Milieu, leefomgeving
Ik begin met ons milieu -eenraarwoordeigenlijk.Hetgaat natuurlijk gewoon om de kwaliteit van onze leefomgeving. En die is de laatste jaren gelukkig sterk verbeterd; bodem, lucht en water zijn aanzienlijk schoner geworden. Maar er is nog veel te doen. Bijvoorbeeld omdat de luchtkwaliteit en chemische stoffen onze gezondheid nog steeds bedreigen en de gevolgen van klimaatverandering steeds zichtbaarder worden.Maar ook omdat een schoon milieu, een aantrekkelijke leefomgeving dus, een zeer belangrijke vestigingsfactor is.
In de concurrentiestrijd van Brabant met de omliggende regio's is deze kwaliteit uiteindelijk doorslaggevend.
In mijn ogen is er alleen toekomst voor Brabant als wij ons, wat onze leefomgeving betreft, als A1-locatie positioneren tussen metropolen als de Randstand, het Ruhrgebied en de grote Belgische steden. Als we dat niet doen, dan worden we de rafelige rand van deze gebieden. U kent die gebieden wel; alles wat goedkoop en lelijk is, zit daar. De kwaliteit zit in de hoogstedelijke centra.

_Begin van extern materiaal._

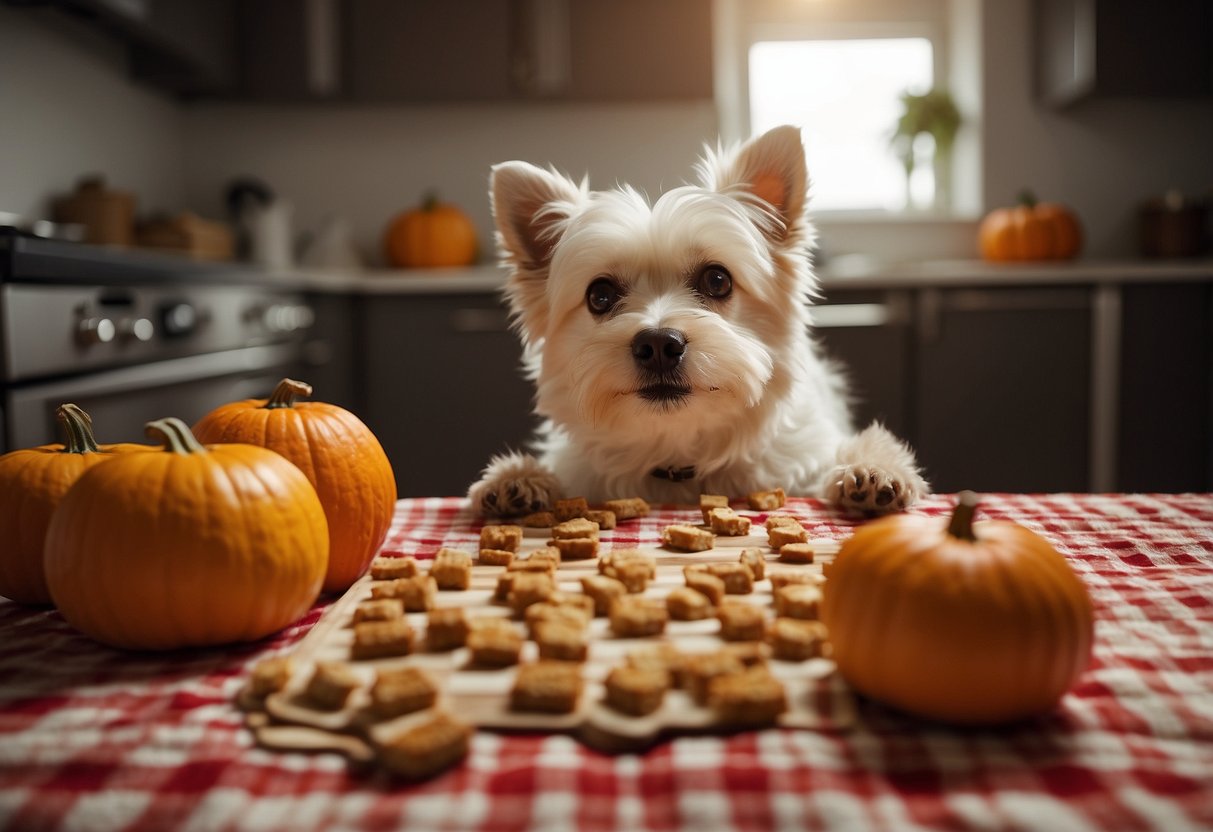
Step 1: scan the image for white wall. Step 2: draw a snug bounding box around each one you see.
[0,6,184,224]
[175,102,716,262]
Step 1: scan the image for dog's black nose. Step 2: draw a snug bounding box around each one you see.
[632,329,687,372]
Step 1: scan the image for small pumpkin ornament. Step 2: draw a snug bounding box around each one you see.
[383,194,477,268]
[0,404,152,605]
[978,190,1082,262]
[46,418,329,650]
[194,378,395,592]
[821,492,1094,724]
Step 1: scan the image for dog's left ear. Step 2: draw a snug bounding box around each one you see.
[700,125,809,244]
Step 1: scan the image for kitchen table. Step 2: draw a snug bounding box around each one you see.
[0,494,1213,831]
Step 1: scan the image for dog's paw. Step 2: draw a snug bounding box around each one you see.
[467,454,560,517]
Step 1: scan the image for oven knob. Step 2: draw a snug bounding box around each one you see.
[76,318,115,347]
[118,318,155,341]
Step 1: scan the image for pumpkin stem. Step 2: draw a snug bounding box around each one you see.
[947,491,979,541]
[55,403,101,454]
[262,378,312,410]
[143,416,206,454]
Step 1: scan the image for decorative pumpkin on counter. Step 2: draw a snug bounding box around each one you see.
[383,194,477,268]
[978,190,1082,261]
[194,378,395,592]
[0,404,153,605]
[821,492,1094,724]
[46,418,329,650]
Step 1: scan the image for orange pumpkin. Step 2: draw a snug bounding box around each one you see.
[383,195,477,268]
[194,378,395,592]
[821,492,1094,724]
[978,192,1082,261]
[46,418,329,650]
[0,404,152,604]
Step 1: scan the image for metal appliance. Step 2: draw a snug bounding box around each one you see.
[0,229,313,451]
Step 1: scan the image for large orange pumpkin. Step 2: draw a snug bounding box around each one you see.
[978,192,1082,261]
[0,404,152,604]
[821,494,1094,724]
[46,418,329,650]
[383,195,477,268]
[194,378,395,592]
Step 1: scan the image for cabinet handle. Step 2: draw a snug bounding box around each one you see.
[450,307,509,332]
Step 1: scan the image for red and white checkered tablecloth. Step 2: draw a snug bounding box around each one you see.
[0,495,1213,831]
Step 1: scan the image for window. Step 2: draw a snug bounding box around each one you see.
[748,38,935,211]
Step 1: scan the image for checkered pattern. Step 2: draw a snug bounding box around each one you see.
[0,495,1213,832]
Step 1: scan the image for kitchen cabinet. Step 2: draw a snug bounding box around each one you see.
[1035,0,1213,106]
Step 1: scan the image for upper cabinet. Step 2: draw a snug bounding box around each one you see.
[1036,0,1213,107]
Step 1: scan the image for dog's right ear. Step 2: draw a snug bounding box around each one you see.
[489,161,586,272]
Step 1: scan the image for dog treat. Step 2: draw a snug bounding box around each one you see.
[509,659,582,713]
[779,543,813,563]
[605,666,670,717]
[349,619,412,661]
[507,572,556,614]
[610,595,670,638]
[707,562,754,595]
[306,661,361,711]
[548,537,598,560]
[554,497,590,523]
[707,667,787,725]
[767,523,809,552]
[716,602,767,642]
[249,656,291,696]
[586,509,616,529]
[770,569,825,592]
[581,575,627,615]
[426,606,467,653]
[549,517,598,545]
[518,512,556,529]
[738,549,767,581]
[775,583,821,621]
[534,621,590,661]
[371,667,438,719]
[354,598,404,625]
[699,494,729,523]
[683,650,746,705]
[429,548,472,589]
[371,555,417,581]
[378,713,474,780]
[767,619,826,661]
[746,489,787,512]
[707,508,750,537]
[661,524,716,552]
[480,525,523,552]
[666,587,712,621]
[603,497,649,520]
[478,549,514,566]
[683,566,724,606]
[371,575,438,612]
[467,619,523,667]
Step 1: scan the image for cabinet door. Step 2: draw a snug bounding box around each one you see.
[912,287,1092,492]
[361,295,539,497]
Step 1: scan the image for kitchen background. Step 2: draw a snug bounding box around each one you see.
[0,0,1213,495]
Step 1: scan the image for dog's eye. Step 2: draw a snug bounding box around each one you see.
[586,278,620,315]
[695,263,733,301]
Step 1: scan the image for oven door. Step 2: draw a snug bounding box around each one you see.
[5,343,300,451]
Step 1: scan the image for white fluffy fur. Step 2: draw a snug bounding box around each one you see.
[468,127,927,514]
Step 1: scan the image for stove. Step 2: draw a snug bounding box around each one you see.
[0,229,313,451]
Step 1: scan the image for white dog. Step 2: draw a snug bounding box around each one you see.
[468,126,927,515]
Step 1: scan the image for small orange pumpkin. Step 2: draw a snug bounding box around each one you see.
[194,378,395,592]
[383,194,477,268]
[978,190,1082,261]
[46,418,329,650]
[0,404,153,605]
[821,492,1094,724]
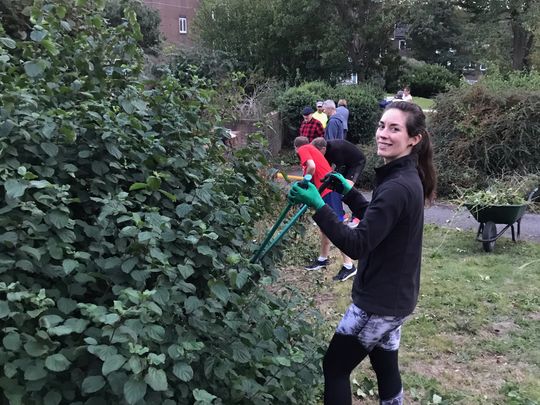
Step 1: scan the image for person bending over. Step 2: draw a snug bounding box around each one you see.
[289,101,436,405]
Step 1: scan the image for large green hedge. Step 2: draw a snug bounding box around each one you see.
[430,84,540,195]
[0,0,323,405]
[278,82,383,143]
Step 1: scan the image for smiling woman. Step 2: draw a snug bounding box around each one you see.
[289,101,436,405]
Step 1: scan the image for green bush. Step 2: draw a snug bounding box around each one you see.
[278,86,320,146]
[334,85,384,143]
[400,63,459,98]
[104,0,162,52]
[430,85,540,195]
[480,70,540,91]
[0,0,323,405]
[278,82,383,144]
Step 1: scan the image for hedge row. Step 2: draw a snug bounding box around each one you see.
[0,0,324,405]
[278,82,383,144]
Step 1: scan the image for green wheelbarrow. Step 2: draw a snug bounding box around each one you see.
[465,188,538,252]
[465,204,527,252]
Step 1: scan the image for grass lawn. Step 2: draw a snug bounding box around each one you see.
[281,221,540,405]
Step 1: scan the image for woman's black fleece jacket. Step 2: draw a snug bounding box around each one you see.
[313,155,424,316]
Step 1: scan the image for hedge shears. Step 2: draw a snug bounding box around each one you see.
[250,174,332,263]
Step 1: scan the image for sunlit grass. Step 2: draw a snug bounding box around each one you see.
[278,224,540,405]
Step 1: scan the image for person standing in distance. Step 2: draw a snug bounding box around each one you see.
[336,98,349,139]
[289,101,436,405]
[294,136,356,281]
[323,100,344,141]
[313,101,328,128]
[311,138,366,228]
[299,106,324,142]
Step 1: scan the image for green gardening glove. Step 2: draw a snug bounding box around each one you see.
[287,182,325,210]
[323,172,352,195]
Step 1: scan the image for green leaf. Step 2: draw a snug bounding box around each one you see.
[184,296,202,314]
[24,60,45,77]
[101,354,127,375]
[210,281,230,303]
[4,179,28,198]
[173,362,193,382]
[24,360,47,381]
[0,37,17,49]
[30,29,47,42]
[192,388,217,403]
[19,246,41,262]
[2,332,21,352]
[0,120,15,137]
[105,143,122,159]
[40,142,58,157]
[121,257,139,273]
[176,203,193,218]
[0,301,11,319]
[146,176,161,191]
[43,391,62,405]
[45,353,71,372]
[129,183,147,191]
[81,375,106,394]
[124,377,147,405]
[144,367,168,391]
[231,342,251,363]
[56,297,77,314]
[62,259,80,275]
[55,6,67,19]
[47,210,69,229]
[0,231,18,245]
[197,245,216,257]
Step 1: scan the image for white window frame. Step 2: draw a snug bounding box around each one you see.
[178,17,187,34]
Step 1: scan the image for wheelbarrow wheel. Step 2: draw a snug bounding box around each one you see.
[482,222,497,252]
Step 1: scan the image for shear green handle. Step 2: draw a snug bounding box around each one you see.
[250,174,331,263]
[250,174,312,263]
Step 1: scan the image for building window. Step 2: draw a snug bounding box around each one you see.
[178,17,187,34]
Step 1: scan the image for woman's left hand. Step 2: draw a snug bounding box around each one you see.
[287,182,325,210]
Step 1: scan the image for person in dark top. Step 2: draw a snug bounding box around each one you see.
[289,101,436,405]
[299,106,324,142]
[323,100,345,141]
[311,138,366,228]
[311,138,366,186]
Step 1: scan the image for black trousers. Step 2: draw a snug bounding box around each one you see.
[323,334,401,405]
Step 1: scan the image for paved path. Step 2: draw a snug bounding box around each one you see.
[363,192,540,242]
[278,170,540,243]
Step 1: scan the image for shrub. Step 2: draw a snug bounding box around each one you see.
[104,0,162,52]
[278,87,319,146]
[334,85,383,143]
[430,85,540,195]
[0,0,322,405]
[278,82,383,144]
[400,63,459,97]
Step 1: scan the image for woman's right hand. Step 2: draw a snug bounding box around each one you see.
[323,172,352,195]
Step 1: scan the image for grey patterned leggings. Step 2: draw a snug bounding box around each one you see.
[323,304,405,405]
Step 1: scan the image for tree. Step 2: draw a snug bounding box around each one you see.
[328,0,403,81]
[406,0,470,69]
[456,0,540,70]
[105,0,162,52]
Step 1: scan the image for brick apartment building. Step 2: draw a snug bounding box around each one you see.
[144,0,199,44]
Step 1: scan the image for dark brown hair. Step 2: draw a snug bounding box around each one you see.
[385,101,437,203]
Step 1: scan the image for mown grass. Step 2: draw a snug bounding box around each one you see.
[283,223,540,405]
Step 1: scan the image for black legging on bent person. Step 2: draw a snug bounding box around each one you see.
[323,333,401,405]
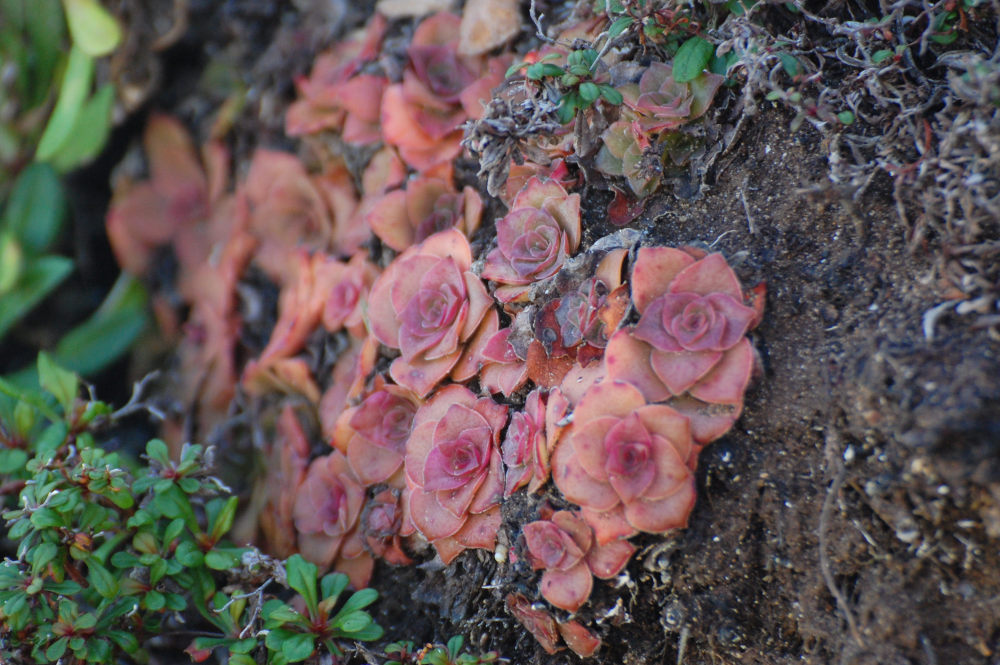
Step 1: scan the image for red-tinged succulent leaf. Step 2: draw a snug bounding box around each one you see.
[604,330,672,402]
[689,338,754,404]
[608,184,646,226]
[632,247,695,314]
[504,593,560,654]
[552,436,620,511]
[523,520,586,571]
[587,540,635,580]
[556,619,601,658]
[669,253,743,302]
[624,475,695,533]
[539,562,594,612]
[580,504,638,546]
[649,349,724,395]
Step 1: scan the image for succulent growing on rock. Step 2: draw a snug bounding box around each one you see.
[552,381,695,543]
[368,229,493,397]
[501,388,568,496]
[333,384,420,487]
[482,178,580,302]
[294,451,373,588]
[405,384,507,563]
[524,510,635,612]
[605,247,759,444]
[367,176,483,252]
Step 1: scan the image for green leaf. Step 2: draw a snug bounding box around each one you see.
[52,83,115,173]
[0,164,66,254]
[209,496,240,542]
[63,0,122,58]
[608,16,635,39]
[205,550,240,570]
[146,439,170,466]
[0,448,28,474]
[55,273,149,376]
[281,634,316,663]
[330,610,372,635]
[674,35,715,83]
[35,45,94,162]
[580,81,601,105]
[600,84,624,106]
[38,351,80,417]
[87,557,118,598]
[778,51,802,78]
[285,554,319,616]
[0,256,73,339]
[872,48,894,65]
[45,637,69,660]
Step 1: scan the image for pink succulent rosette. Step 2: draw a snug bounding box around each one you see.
[524,510,635,612]
[500,388,569,497]
[293,451,374,588]
[366,176,483,252]
[368,229,493,397]
[333,384,421,488]
[381,12,510,172]
[552,381,695,543]
[405,384,507,563]
[605,247,758,444]
[361,488,413,566]
[482,177,581,303]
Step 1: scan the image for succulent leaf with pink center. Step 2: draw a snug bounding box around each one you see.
[552,381,695,543]
[523,510,635,612]
[405,384,507,563]
[368,229,493,397]
[501,388,567,496]
[605,247,759,444]
[294,451,370,574]
[381,12,509,172]
[366,176,483,252]
[333,384,420,488]
[482,178,581,302]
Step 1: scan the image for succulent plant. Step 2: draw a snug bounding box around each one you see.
[482,178,580,302]
[381,12,509,172]
[552,381,695,543]
[524,510,635,612]
[405,384,507,563]
[367,176,483,252]
[368,229,493,397]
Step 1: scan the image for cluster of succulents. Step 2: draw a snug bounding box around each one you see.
[108,5,748,654]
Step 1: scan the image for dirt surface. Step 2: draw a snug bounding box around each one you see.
[52,2,1000,665]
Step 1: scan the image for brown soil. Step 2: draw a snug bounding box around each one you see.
[88,2,1000,665]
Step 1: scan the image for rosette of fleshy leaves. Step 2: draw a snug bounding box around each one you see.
[596,62,725,198]
[523,509,635,612]
[404,384,507,564]
[482,178,581,303]
[605,247,763,445]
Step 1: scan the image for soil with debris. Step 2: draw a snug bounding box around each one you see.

Inzet voor ons leefmilieu blijft daarom noodzakelijk. Om verschillende redenen:

* op morele gronden, omdat wij onze rotzooi niet doorgeven aan toekomstige generaties;

* op economische gronden, omdat investeren in ons leefmilieu goed is voor onze concurrentiepositie en niet investeren uiteindelijk zelfs veel duurder is. Bijvoorbeeld als dat leidt tot schade aan onze gezondheid.

Om kort te gaan; wat we willen met ons milieu staat hopelijk ook voor u niet ter discussie.
Maar als het gaat om de instrumenten, de regels waarmee wij onze doelen willen bereiken, heeft de voorzitter wél een punt.

Regels
Ingewikkeld, bureaucratisch, veel administratieve en bestuurlijke lasten, enzovoorts. Dat moet en dat zal ook veranderen. Allereerst worden nu voorbereidingen getroffen om op grote schaal gedetailleerde vergunningen op milieugebied om te zetten in algemene regels waaraan bedrijven en instellingen zich moeten houden. Ik zal u niet vermoeien met de techniek, maar voor het midden- en kleinbedrijf zal op jaarbasis ongeveer 220 miljoen euro minder aan administratieve lasten komen. Simpel omdat een groot deel van die bedrijven geen milieuvergunningen meer nodig hebben.

Vervolgens ontwikkelen we nu nieuwe instrumenten die eenvoudiger en slimmer zijn, en die veel meer aansluiten bij de keuzes die het bedrijfsleven gewend is te maken. Emissiehandel is daarvan een voorbeeld.

Innovaties
En last but not least; we zullen eraan bijdragen dat investeren in duurzaamheid en milieu een káns wordt voor economische groei, in plaats van een belemmering. Dat klinkt wat cryptisch, dus zal ik dat nu wat uitwerken. Vooral ook omdat dit rechtstreeks te maken heeft met innovatie, en dan ben ik in deze regio aan het juiste adres.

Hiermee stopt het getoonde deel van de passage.